However, the way I came to the conclusion to make this choice was quite contradictory. In school we are taught of the dangers of second-hand smoke and shown hollowing commercials and documentaries about people who have holes in their throats because they made the choices to smoke. They are punished by fate and karma. We are taught to abstain, stay away from this disgusting act, fight the evil that is smoking, and we are taught this by our very teachers who talk shit and gossip about us to each other on their own smoke breaks out behind the cafeteria, where none of us can see their blatant hypocrisy while we are playing 100 ft away on the playground. This comes at us from all directions at a young age.
Then there is the other side of the story. The story about the rebellious teenagers who are of the “tortured artist” genre, constantly fighting off the powers of establishment and clinging to their individuality through art and self-expression. The type who discuss the issues of the world behind the gym after school, or during math class if you are really bad-ass, over a cigarette. There is also the Grease narrative, which, if you haven’t seen the critically acclaimed musical featuring John Travolta and Olivia Newton John, preaches that you can change your outfit, smoke a cig, stomp it out with your red high-heeled shoes and subsequently get the boy.
Then there is the final type. The one who seeks the warmth, the attention and who wants to feel something. Anything. Those of us who feel numb. Neither passionate nor stupid. Just floating along, not getting in anyone’s way. It is nice to raise the little stick to your mouth, breath in and out, and see the smoke slowly disappear away into the night. It reminds you of yourself. That you make decisions, you are in control, you can be good or bad or anything. While it does not take a human form and offer someone to talk to or give you advice, it proves you are real. Simply a presence there to be with you in your solitude.

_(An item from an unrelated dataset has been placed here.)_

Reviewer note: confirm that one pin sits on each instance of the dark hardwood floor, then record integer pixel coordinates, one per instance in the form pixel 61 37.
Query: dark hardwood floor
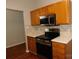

So if it is an accessory of the type of people you want to hang out with then so be it. If you think it is disgusting and you are repulsed by the people who commit such a heinous crime, so be it. If you are looking for a friend in the dark of the night in Shoreditch, then so be it. While most people think that everyone wants to be “popular,” I have realized that what most young individuals want/need is just a place to fit in. We don’t want to be alone. It is really that simple.